Effect of the electric conductivity on the modeling of the poling process of ferroelectric components

Piezoceramic materials, despite being semiconductors with a high but finite ohmic resistance, are generally modeled as perfect insulators. In this work the influence of the electric conductivity on the poling process of piezoceramic materials is investigated. To solve the electromechanically coupled boundary value problem, a reduced form of the Maxwell equations is implemented inside a hybrid finite element formulation. In this formulation the electric displacement is available as nodal quantity (i.e. degree of freedom) which is used instead of the electric field to determine the evolution of the remanent polarization. The material model is fully ferroelectric/ferroelastic coupled, whereas the material behavior is described by a set of yield functions and the history dependence is stored in internal state variables representing the remanent polarization and the remanent strain. The simulation of poling processes for three different components are presented. First and second, the poling of a radially poled hollow cylinder and of a stack actuator is investigated. Here, a residual electric field appears after poling, leading to significant time-dependent changes of stresses and deformation due to subsequent charge transportation processes. The third example is a bending actuator composed of two layers of hard-PZT and soft-PZT material. It is shown that considering the electric conductivity new strategies for the poling process can be developed in order to improve the bending actuation. In this way, we show the importance of considering charge transportation processes in simulations of the poling of ferroelectrics, which seems not to have been recognized so far.

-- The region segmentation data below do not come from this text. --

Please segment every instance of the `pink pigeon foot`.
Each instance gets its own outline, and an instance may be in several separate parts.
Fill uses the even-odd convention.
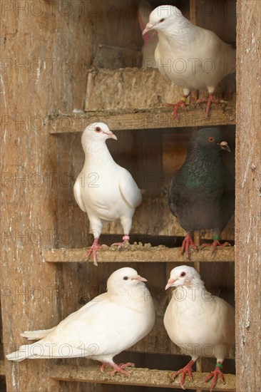
[[[106,365],[109,365],[112,368],[113,368],[113,371],[111,372],[111,375],[114,376],[117,372],[121,373],[122,374],[125,374],[126,376],[130,376],[130,372],[125,371],[125,368],[127,366],[134,366],[134,363],[132,362],[127,362],[126,363],[120,363],[119,365],[117,365],[116,363],[114,363],[114,362],[103,362],[101,365],[100,370],[102,373],[103,373],[104,368]]]
[[[212,244],[202,244],[202,245],[200,245],[200,249],[205,248],[206,247],[211,247],[212,252],[215,252],[217,249],[217,247],[231,247],[231,244],[230,244],[229,242],[224,242],[224,244],[220,244],[219,239],[215,239]]]
[[[180,386],[183,389],[185,389],[184,387],[184,383],[186,378],[186,375],[188,374],[189,378],[191,381],[193,380],[193,378],[192,376],[192,366],[195,363],[195,361],[193,361],[191,359],[191,361],[186,365],[184,368],[182,368],[181,369],[178,370],[178,371],[175,371],[172,375],[172,378],[174,379],[178,376],[178,374],[180,374],[182,373],[182,377],[180,380]]]
[[[91,254],[93,254],[94,265],[98,265],[97,261],[96,261],[96,250],[98,250],[101,247],[101,245],[100,245],[100,244],[98,243],[98,238],[95,238],[93,242],[93,244],[91,247],[90,250],[88,250],[86,254],[86,257],[89,257]]]
[[[187,98],[190,96],[190,94],[187,96],[183,96],[180,100],[177,102],[177,103],[166,103],[167,106],[171,106],[172,108],[174,108],[173,110],[173,118],[174,120],[178,120],[178,111],[180,108],[183,108],[183,109],[186,108],[186,104],[185,100]]]
[[[195,244],[194,241],[192,239],[191,234],[188,233],[183,239],[181,247],[181,254],[183,254],[185,252],[188,259],[190,257],[188,250],[190,245],[195,249],[195,250],[198,250],[198,247]]]
[[[124,244],[128,244],[129,240],[130,240],[130,237],[128,234],[125,234],[123,237],[122,242],[114,242],[111,246],[121,247]]]
[[[223,384],[225,384],[224,376],[223,376],[223,373],[222,373],[221,368],[222,368],[222,364],[217,363],[217,366],[215,369],[213,371],[212,371],[210,374],[207,376],[207,377],[205,378],[205,382],[207,382],[209,380],[210,380],[212,378],[213,378],[213,381],[210,387],[210,392],[213,391],[215,386],[215,384],[217,383],[218,377],[222,381],[223,381]]]
[[[210,108],[213,103],[222,103],[225,101],[219,100],[218,99],[213,99],[213,94],[210,93],[208,96],[208,100],[203,98],[200,98],[196,100],[196,103],[207,103],[207,117],[210,115]]]

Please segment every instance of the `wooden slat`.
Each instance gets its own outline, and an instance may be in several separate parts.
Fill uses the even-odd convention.
[[[181,388],[180,385],[180,376],[173,380],[171,376],[173,371],[172,371],[130,368],[130,376],[116,374],[113,376],[111,374],[111,370],[106,368],[103,373],[100,371],[99,367],[97,366],[88,367],[58,366],[55,366],[51,372],[51,377],[63,381]],[[208,374],[208,373],[193,373],[193,381],[187,377],[185,382],[186,389],[200,388],[203,391],[209,391],[211,381],[205,382],[205,378]],[[235,376],[225,374],[225,384],[220,381],[218,381],[215,391],[227,391],[230,392],[235,391]]]
[[[0,361],[0,376],[5,376],[6,375],[6,368],[4,366],[4,359],[1,359]]]
[[[174,120],[173,110],[158,109],[136,113],[87,112],[83,114],[62,114],[51,115],[46,120],[50,133],[83,132],[91,123],[102,122],[108,124],[111,130],[155,129],[184,127],[205,127],[234,125],[235,123],[235,105],[214,105],[211,115],[205,116],[205,105],[196,108],[188,107],[180,110],[178,121]]]
[[[130,248],[135,245],[130,245]],[[139,245],[137,245],[139,247]],[[164,246],[153,247],[144,250],[128,250],[116,247],[109,248],[103,245],[104,249],[97,251],[97,261],[106,262],[188,262],[186,257],[180,254],[180,248],[167,248]],[[92,257],[86,259],[87,248],[51,249],[43,252],[44,260],[48,262],[93,262]],[[109,249],[109,250],[107,250]],[[190,262],[234,262],[234,247],[220,248],[214,253],[210,249],[190,250]]]

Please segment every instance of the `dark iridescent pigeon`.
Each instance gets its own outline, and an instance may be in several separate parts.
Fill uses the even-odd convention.
[[[228,244],[219,239],[234,212],[235,180],[222,160],[222,150],[230,151],[219,129],[200,129],[191,138],[186,159],[170,185],[168,205],[187,232],[181,252],[188,257],[190,245],[197,249],[194,230],[213,231],[213,252]]]

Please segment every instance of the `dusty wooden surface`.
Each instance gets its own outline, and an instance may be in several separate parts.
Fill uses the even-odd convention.
[[[66,366],[56,366],[51,373],[51,376],[56,380],[66,380],[68,381],[81,381],[85,383],[101,383],[121,384],[128,386],[143,386],[161,388],[180,388],[180,377],[174,381],[171,378],[173,371],[160,371],[148,368],[128,368],[131,372],[130,376],[123,374],[111,376],[109,369],[106,368],[104,373],[101,373],[99,366],[89,367],[72,367]],[[203,391],[209,391],[210,382],[205,383],[205,378],[208,373],[193,373],[193,381],[191,381],[187,377],[185,382],[186,389],[200,388]],[[224,374],[225,384],[220,381],[217,383],[215,391],[235,391],[235,376],[233,374]]]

Non-linear electromechanical behaviour of piezoelectric bimorph actuators: Influence on performance and lifetime

Piezoelectric bimorph bender actuators find application number of areas, ranging from automotive to health care. High voltage operation in harsh environments poses ever more stringent demands on functionality and lifetime. In these high performance benders, the trade-off between functionality and lifetime becomes of increasing importance, and a model-based understanding is imperative for further tailoring actuator performance. An important issue in this is the non-linear electromechanical coupling and mechanical poling/depoling processes. PZT materials are known to exhibit non-linear stiffness when strained. This effect is attributed to domain re-orientation and can result in mechanical depoling. In bimorph benders where only one of the PZT members is actuated, the non-linear stiffness effect results in higher deflections than are predicted by linear elastic models. This effect is larger for soft PZT materials than for hard PZT materials. In this work, the non-linear behaviour of piezoelectric bimorphs was characterized by dynamic mechanical thermal analysis (DMTA). Unimorph benders were characterized in different configurations. Two different PZT materials (one soft, one hard) were used. The non-linear stiffness behaviour is included in a model for piezoelectric multimorphs. The multimorph model predictions are compared to measured deflection and blocking force of bimorph benders made from soft PZT material. The model incorporating non-linear stiffness predicts deflection and blocking force values more accurately than the linear model for the situation studied. Attention is paid to the stresses induced during poling of the bimorphs and their effect on performance and lifetime. © 2008 Springer Science+Business Media, LLC.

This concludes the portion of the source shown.